Cependant, il existe certaines situations qui peuvent prolonger ce délai de prescription. Par exemple :

  1. Fraude ou dissimulation intentionnelle : En cas de fraude ou de dissimulation intentionnelle, l'URSSAF peut remonter jusqu'à 6 ans en arrière.

  2. Absence de déclaration : Si aucun bulletin de salaire n'a été établi ou si aucune déclaration n'a été faite à l'URSSAF, le délai de prescription peut être porté à 10 ans.

Il est important de noter que ces délais de prescription peuvent varier en fonction de la situation spécifique et des circonstances entourant le non-paiement des cotisations sociales.

En France, les contrôles fiscaux pour les entreprises sont régis par des délais de prescription spécifiques. Les délais de prescription varient en fonction des impôts et des situations. Voici quelques informations générales concernant les délais de prescription courants pour les contrôles fiscaux des entreprises :

  1. Impôt sur les sociétés (IS) : Le délai de prescription normal pour l'impôt sur les sociétés est de 3 ans. Cela signifie que l'administration fiscale peut effectuer un contrôle et procéder à un redressement jusqu'à 3 ans après la fin de l'année au titre de laquelle l'impôt a été dû.

  2. Taxe sur la valeur ajoutée (TVA) : Le délai de prescription pour la TVA est également de 3 ans.

  3. Fraude fiscale : En cas de fraude fiscale avérée, l'administration fiscale dispose d'un délai de prescription étendu. Le délai normal est de 6 ans, mais il peut être porté à 10 ans dans certaines situations, notamment en cas de dissimulation intentionnelle ou de recours à des paradis fiscaux.

  4. Absence de déclaration : Si aucune déclaration n'a été faite ou si une déclaration incorrecte ou incomplète a été soumise, l'administration fiscale peut remonter jusqu'à 10 ans pour effectuer un contrôle.


Quel est le lien entre le contrôle fiscal et le dossier du personnel ?


Lors d'un contrôle fiscal effectué sur une entreprise, l'administration fiscale peut examiner différents aspects de la situation financière et fiscale de l'entreprise. Bien que le contrôle fiscal ne soit pas directement lié au dossier des ressources humaines (RH), il peut y avoir des interactions et des échanges d'informations entre l'administration fiscale et les données RH de l'entreprise. Voici quelques points de connexion possibles :

  1. Rémunération des employés : Lors d'un contrôle fiscal, l'administration fiscale peut vérifier la conformité des déclarations de rémunération des employés. Elle peut comparer les montants déclarés avec les données de paie et les contrats de travail présents dans le dossier RH. Ainsi, les informations sur les salaires, les avantages en nature, les primes, etc., peuvent être examinées pour s'assurer de leur exactitude et de leur conformité aux obligations fiscales.
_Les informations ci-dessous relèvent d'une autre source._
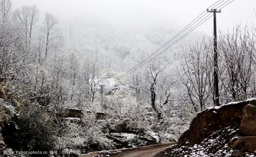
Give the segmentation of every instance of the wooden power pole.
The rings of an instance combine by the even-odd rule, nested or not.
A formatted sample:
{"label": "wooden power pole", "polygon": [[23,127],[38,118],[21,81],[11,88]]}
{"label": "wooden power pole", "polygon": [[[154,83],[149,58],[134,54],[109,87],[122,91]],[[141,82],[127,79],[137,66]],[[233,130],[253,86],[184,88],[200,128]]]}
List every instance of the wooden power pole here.
{"label": "wooden power pole", "polygon": [[221,12],[220,10],[217,11],[216,9],[211,9],[209,11],[207,9],[207,12],[213,13],[213,42],[214,43],[214,56],[213,62],[214,64],[214,71],[213,72],[213,84],[214,85],[214,102],[215,105],[220,106],[219,94],[219,78],[218,76],[218,53],[217,52],[217,28],[216,23],[216,13]]}
{"label": "wooden power pole", "polygon": [[101,112],[103,113],[103,89],[102,86],[102,85],[100,85],[100,94],[101,95]]}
  2. Charges sociales : Les contrôles fiscaux peuvent également porter sur les cotisations sociales payées par l'entreprise. L'administration fiscale peut vérifier si les cotisations sociales ont été correctement calculées et déclarées. À cet égard, les données RH, telles que les contrats de travail, les relevés de paie et les déclarations aux organismes de sécurité sociale, peuvent être consultées et comparées.

  3. Dépenses liées au personnel : Les dépenses liées au personnel, telles que les frais de formation, les avantages sociaux, les remboursements de frais professionnels, peuvent également faire l'objet d'un examen lors d'un contrôle fiscal. L'administration fiscale peut vérifier la justification et la conformité de ces dépenses en s'appuyant sur les informations disponibles dans le dossier RH.

  4. Primes et avantages fiscaux liés à l'emploi : Certains régimes fiscaux prévoient des incitations et des avantages fiscaux spécifiques liés à l'emploi. L'administration fiscale peut demander des informations sur l'éligibilité des employés à ces avantages et vérifier leur application correcte en fonction des données RH.

Ces règles doivent intégrer les registres des données personnelles des entreprises.